Yet even the Tough American will agree that workers today face too many insecurities. As many as 60 million Americans are without health-care coverage at some point during any given year. Nearly half of workers are not covered by employer pensions and are not saving enough to retire securely. Tens of millions of working parents face an ongoing child-care emergency that limits their ability to participate in the economy and causes intense stress. Many workers don’t have enough flexibility in their jobs to deal with a family illness and other personal problems—or the resources to sustain themselves financially when they are out of work for very long.
None of the Tough American’s nostrums are going to get America out of this pickle. More hustle or more planning for the future is not going to solve these insecurities, which are caused by a basic failure of the market to deliver vital public goods. Instead, only the government has the resources and clout to help ensure affordable health care, child care, and housing. A new commitment along these lines—in partnership with business and nonprofit groups—is long overdue.
Taken together, these four strategies would reduce the financial anxieties that stalk many households and help restore people’s faith that the “system works,” that if they play by the rules they will be rewarded with a decent life. These steps should appeal to both sides of the American character: each asks a lot of people, as the Tough American demands; yet each holds out real rewards, as the Fair American suggests. And all four envision government not as the sole solution to our problems but as a catalyst for action that leverages its resources in partnership with the private and nonprofit sectors.
How should we pay for all of this? Alas, that is always the big sticking point. As Jennifer Hochschild and other scholars of the American Dream have discussed, it’s one thing for people in principle to embrace core American ideas of equal opportunity; it’s another thing for them to put up the money so the nation can realize these ideals. This is particularly true around education, where Americans at once deplore—and tolerate—“savage inequalities” in opportunity.
At the same time, if Americans can reach a deeper agreement on why and how to foster equity, the obstacle of money might not loom as large. If we find analyses and approaches that unite us ideologically, we’ll have fewer things to fight about and it will be easier to muster the resources needed for the job. Clearly the money exists in our $10 trillion economy. In his book, The Two Percent Solution, Matthew Miller lays out a far-reaching bipartisan strategy for fulfilling the promise of equal opportunity—one that parallels some of the ideas above and would cost just 2 percent more of the national wealth we generate annually to implement.

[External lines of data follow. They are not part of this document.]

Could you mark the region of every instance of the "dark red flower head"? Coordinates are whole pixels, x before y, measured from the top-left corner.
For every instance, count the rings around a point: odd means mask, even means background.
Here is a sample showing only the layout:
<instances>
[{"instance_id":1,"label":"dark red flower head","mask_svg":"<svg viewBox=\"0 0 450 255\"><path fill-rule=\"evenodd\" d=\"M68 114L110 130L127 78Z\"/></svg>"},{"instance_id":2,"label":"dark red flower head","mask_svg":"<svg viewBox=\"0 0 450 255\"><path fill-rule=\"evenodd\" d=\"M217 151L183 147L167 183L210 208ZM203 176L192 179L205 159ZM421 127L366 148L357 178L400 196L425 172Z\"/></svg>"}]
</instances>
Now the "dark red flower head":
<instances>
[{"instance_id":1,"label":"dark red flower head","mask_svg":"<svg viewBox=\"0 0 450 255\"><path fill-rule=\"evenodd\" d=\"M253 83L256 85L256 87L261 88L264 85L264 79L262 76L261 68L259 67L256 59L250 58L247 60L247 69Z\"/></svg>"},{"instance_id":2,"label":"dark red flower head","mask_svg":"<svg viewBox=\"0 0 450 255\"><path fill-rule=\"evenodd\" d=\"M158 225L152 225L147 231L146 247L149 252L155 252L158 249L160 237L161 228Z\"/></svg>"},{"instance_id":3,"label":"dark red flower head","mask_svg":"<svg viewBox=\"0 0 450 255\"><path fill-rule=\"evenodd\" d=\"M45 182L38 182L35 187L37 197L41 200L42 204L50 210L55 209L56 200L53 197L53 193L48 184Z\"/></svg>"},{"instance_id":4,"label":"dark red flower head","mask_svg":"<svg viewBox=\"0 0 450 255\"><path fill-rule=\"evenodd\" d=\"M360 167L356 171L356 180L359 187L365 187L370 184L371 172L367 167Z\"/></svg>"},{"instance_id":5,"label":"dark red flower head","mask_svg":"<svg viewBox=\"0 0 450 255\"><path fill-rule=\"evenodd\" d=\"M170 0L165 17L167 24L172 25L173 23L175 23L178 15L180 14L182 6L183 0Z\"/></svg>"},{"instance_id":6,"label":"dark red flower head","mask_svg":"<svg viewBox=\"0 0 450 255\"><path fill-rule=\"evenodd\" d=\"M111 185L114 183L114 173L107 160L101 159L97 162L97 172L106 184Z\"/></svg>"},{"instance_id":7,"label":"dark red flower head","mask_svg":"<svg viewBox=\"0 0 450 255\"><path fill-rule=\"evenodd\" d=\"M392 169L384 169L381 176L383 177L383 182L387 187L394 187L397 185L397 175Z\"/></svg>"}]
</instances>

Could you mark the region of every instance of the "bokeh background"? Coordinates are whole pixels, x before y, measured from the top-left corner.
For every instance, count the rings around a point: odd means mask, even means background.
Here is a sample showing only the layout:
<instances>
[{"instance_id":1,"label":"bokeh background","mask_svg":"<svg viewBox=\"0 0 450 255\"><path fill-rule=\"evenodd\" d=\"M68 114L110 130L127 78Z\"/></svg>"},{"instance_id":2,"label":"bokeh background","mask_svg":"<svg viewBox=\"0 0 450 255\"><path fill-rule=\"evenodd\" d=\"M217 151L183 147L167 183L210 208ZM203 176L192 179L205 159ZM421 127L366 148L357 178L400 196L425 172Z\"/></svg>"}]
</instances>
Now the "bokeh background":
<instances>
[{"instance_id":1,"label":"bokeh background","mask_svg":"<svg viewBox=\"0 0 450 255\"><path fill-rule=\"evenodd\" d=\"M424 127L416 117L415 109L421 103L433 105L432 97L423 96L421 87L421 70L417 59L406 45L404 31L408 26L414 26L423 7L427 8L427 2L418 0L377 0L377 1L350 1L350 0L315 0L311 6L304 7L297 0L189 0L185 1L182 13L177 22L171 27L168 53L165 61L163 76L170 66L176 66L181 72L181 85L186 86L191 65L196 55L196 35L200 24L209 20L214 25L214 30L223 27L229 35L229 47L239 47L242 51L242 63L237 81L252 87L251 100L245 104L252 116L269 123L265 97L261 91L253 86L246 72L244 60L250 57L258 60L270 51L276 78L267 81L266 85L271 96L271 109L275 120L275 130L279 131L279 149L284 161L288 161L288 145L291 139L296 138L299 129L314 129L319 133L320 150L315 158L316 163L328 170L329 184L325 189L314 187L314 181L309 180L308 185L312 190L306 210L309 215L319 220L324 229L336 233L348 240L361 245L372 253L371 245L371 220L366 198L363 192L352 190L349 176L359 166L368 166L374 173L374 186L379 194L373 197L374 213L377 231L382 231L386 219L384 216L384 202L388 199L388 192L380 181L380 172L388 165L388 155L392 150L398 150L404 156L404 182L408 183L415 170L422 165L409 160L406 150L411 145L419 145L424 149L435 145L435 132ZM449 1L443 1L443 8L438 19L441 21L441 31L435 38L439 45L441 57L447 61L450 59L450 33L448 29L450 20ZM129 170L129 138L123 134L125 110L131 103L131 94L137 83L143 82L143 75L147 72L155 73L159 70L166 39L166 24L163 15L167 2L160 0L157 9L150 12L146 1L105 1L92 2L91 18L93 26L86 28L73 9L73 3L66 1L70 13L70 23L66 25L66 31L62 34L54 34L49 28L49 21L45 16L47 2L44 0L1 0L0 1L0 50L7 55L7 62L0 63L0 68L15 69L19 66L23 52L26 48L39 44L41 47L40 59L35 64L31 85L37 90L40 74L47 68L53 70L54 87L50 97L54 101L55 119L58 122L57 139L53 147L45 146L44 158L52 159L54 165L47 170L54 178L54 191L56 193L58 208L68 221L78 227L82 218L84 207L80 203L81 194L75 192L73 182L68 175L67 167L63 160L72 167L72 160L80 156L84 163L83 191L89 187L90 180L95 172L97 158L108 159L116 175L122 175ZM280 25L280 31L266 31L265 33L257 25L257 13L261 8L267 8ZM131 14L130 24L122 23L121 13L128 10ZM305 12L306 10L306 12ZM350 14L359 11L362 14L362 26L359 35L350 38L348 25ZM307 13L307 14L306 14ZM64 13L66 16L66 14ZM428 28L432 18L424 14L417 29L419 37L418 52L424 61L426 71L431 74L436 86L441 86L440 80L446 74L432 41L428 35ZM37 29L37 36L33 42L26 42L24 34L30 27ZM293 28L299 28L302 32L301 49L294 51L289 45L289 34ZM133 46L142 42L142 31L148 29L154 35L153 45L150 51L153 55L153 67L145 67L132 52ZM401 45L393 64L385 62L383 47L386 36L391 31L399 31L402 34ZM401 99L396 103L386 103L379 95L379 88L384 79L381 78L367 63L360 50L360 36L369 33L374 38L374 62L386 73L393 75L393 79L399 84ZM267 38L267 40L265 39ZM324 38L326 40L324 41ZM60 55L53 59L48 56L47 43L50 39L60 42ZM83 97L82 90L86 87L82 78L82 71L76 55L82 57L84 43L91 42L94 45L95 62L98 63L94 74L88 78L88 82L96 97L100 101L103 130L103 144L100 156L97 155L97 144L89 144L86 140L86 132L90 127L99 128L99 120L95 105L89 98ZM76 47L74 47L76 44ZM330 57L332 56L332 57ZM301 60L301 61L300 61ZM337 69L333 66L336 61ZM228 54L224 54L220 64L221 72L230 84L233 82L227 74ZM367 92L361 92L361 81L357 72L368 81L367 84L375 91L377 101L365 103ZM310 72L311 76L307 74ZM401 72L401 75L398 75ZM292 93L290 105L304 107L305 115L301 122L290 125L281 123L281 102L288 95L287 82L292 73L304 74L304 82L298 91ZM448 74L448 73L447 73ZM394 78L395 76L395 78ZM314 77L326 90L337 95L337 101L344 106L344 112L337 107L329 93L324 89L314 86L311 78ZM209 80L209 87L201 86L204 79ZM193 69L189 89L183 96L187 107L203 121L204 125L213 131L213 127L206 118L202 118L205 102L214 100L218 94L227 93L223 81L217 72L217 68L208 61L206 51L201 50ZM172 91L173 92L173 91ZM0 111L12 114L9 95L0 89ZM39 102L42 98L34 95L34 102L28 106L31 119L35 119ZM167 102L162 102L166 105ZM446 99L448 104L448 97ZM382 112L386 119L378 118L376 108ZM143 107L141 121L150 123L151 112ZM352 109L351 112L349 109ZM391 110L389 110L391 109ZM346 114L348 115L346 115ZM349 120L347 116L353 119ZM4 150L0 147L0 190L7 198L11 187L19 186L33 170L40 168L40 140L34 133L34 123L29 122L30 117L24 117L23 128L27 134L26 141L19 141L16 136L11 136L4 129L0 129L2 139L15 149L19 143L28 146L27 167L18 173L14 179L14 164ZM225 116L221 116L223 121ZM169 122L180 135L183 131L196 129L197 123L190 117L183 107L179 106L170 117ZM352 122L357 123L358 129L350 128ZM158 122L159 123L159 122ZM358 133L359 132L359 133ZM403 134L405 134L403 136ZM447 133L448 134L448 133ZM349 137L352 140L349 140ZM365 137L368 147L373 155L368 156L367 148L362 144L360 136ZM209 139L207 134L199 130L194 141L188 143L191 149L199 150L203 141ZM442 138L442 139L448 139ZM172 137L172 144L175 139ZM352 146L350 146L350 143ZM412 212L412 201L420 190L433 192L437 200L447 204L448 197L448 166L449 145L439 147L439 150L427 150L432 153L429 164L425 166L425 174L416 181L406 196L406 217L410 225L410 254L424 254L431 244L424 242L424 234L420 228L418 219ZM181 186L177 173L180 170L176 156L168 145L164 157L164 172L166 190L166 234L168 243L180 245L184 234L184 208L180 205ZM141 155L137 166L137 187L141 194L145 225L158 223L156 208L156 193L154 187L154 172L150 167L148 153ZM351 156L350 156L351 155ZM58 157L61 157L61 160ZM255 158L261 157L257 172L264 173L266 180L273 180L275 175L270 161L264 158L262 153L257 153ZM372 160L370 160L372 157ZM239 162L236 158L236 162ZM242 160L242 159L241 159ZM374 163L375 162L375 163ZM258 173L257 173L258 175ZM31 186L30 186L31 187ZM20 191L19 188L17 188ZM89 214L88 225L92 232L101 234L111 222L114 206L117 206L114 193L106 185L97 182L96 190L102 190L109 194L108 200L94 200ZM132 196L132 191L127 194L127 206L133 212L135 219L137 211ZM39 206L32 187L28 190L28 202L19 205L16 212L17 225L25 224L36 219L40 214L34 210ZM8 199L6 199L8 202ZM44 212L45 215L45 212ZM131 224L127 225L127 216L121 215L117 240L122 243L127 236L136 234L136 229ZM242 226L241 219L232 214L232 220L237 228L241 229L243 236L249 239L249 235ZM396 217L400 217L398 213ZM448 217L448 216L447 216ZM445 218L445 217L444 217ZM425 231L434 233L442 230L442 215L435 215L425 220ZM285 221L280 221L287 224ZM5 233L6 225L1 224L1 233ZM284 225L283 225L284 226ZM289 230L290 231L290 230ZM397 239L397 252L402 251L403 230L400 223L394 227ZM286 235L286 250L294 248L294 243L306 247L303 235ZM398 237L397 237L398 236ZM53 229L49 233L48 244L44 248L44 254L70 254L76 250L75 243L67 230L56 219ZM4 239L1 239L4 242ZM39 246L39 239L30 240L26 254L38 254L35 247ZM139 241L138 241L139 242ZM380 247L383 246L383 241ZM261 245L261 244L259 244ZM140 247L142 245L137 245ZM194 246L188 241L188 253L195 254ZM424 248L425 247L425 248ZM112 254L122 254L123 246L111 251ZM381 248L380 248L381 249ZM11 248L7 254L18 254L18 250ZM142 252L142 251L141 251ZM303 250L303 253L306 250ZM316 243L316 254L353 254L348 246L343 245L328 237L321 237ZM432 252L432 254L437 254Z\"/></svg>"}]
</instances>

A word of caution, however: expanding opportunity will not get rid of inequality. Even if we heavily tax the rich, high levels of inequality are here to stay thanks to changes in the economy. Public policy can’t alter the fact that someone with a Ph.D. in biology or a natural knack for writing software code is going to be paid a lot more than someone with a certificate in dental hygiene or a gift for nursing the elderly. The winner-take-all dynamics of economic competition are especially intractable. Government can’t realistically do much about a ball team that wants to pay sluggers fifty times more than benchwarmers or a university that wants to pay star professors ten times more than adjuncts. There will always be a Winning Class, along with legions of people desperate to join it. And there will always be those who are winners and yet feel that they don’t have enough money or status. In the end, we will never fully eliminate the gap between what people want and what most of us can get through legitimate means. Even if we did greatly reduce inequality and achieve broad gains in absolute well-being across U.S. society, many people would still think negatively about their relative position. Wherever they are on the economic ladder, people will always be able to gaze longingly upward at someone who has more. Incentives to cheat will endure.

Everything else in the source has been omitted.